Forty-five thousand Latvian Jews and thousands of other transported Jews from other occupied countries were killed and buried in the forest here in the concentration camp called Kurtenhof.   Yet there is to be found no symbol of Judaism: no Menorah, no Star of David.  No symbols of any kind.  

Two young men approach me and begin a conversation in Russian.   I explain, “Sorry, nyet pa Russki.”  Fortunately we are able to switch to English.  I am curious about my new Russian friends, Nikolai and Yuri.  It turns out they are also Jewish.

We three are all quite confused about this site.

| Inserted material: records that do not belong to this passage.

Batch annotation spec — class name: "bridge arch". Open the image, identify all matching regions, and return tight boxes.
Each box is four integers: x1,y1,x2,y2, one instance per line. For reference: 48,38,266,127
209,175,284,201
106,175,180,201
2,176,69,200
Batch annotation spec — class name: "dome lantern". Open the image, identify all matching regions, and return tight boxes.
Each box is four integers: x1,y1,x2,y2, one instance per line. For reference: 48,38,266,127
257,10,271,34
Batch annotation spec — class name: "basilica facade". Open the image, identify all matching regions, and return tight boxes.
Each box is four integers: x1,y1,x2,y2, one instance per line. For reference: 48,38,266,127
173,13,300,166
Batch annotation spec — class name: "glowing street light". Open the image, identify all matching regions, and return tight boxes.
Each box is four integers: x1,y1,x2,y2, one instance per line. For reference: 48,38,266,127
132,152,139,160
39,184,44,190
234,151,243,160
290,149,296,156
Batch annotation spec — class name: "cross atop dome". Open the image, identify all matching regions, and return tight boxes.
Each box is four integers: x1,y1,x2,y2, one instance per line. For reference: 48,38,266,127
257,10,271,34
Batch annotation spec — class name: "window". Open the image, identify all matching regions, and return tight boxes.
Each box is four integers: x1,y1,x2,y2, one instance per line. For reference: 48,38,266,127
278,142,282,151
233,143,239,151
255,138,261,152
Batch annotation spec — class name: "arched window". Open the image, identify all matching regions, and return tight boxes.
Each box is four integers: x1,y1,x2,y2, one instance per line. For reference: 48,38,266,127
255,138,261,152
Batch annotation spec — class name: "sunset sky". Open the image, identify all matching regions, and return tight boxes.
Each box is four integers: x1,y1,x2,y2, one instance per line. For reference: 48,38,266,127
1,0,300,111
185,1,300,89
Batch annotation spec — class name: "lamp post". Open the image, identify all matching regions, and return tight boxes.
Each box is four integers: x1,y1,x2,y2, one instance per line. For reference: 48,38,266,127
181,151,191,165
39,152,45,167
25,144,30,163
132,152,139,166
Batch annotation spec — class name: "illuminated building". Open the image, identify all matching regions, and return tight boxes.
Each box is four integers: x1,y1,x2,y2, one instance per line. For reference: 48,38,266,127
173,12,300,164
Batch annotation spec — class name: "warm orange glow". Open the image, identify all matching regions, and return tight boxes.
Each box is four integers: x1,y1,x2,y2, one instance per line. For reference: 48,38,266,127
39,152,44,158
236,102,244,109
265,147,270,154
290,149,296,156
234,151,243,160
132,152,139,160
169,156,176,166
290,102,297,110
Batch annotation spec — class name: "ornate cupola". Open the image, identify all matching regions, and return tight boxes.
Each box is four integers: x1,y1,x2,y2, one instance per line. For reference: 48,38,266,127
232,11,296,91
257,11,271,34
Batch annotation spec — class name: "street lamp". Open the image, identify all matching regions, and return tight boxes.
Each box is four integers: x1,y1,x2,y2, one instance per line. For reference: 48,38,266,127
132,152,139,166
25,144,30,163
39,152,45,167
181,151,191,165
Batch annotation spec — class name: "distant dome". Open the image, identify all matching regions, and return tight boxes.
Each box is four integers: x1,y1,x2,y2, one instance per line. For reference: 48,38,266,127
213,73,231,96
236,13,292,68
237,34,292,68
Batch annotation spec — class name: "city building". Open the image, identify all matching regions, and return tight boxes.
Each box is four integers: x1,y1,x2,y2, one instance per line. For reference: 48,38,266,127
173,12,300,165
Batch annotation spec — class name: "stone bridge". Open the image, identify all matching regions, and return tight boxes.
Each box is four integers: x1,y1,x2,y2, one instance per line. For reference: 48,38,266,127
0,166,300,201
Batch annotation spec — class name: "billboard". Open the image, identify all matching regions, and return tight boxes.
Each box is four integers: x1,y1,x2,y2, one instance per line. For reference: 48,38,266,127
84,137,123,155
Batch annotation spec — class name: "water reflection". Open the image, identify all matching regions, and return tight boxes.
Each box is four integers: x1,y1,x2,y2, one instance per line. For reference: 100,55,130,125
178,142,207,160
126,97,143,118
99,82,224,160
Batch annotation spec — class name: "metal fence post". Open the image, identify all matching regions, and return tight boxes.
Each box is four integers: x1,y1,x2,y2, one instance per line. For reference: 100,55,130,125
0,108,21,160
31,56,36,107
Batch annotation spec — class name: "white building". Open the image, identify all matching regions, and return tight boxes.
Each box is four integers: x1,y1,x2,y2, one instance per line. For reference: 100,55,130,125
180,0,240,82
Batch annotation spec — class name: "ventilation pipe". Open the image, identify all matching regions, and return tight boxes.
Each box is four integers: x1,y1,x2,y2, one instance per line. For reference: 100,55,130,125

To be honest, Salaspils is a secular memorial to Jews and non-Jews alike who were killed by the Nazis.  Prisoners of War and many Latvians who resisted or fought or who otherwise displeased the Germans are also buried in the pits here.

The Latvian inscription on the enormous grey slab at entrance was written by a Latvian poet who was imprisoned here.  The translation tells the story, “Behind this Gate the Earth Groans.”

It is my custom to recite the Kaddish, the Hebrew Mourner’s Prayer as I depart a Jewish cemetery or a memorial site such as this.  It was once explained to me that reciting the prayer for the dead helps their souls to rest in peace.

Nikolai and Yuri had only a vague idea that such a prayer existed.   Surely they had never recited it.   And they don’t read Hebrew.  

I removed the tiny Kaddish folder that I carry with my documents.  I pointed to the transliteration of the Hebrew prayer.  Nikolai and Yuri repeated after me as I led them through the Kaddish, Hebrew word by Hebrew word, “Yisgadal … v’yiskadash … sh’me … rabbo….”  

I know it wasn’t the required minyan, yet it was a moving moment for us all.

I have since corresponded with Nikolai and Yuri in Moscow.  They were pleased to meet me and I assume they were also pleased with their new experience.

In my travels I normally recite the Kaddish alone.  At Salaspils I was gratified that I was in the company of fellow Jews.

Be well,

Jan

 

**  Notes:

Mitzvah.  An obligation, sometimes considered a good deed.

Kaddish.  The Hebrew Mourner’s Prayer.  Kaddish means sanctification.

Menorah.  Candelabra, either six or eight arms.

Star of David.  Six pointed star.

“Yisgadal … v’yiskadash … sh’me … rabbo….”  The first four words of the Kaddish.   “May His great Name grow exalted and sanctified … in the world He created….”

Minyan.   A group of at least ten Jewish men is required to recite certain prayers.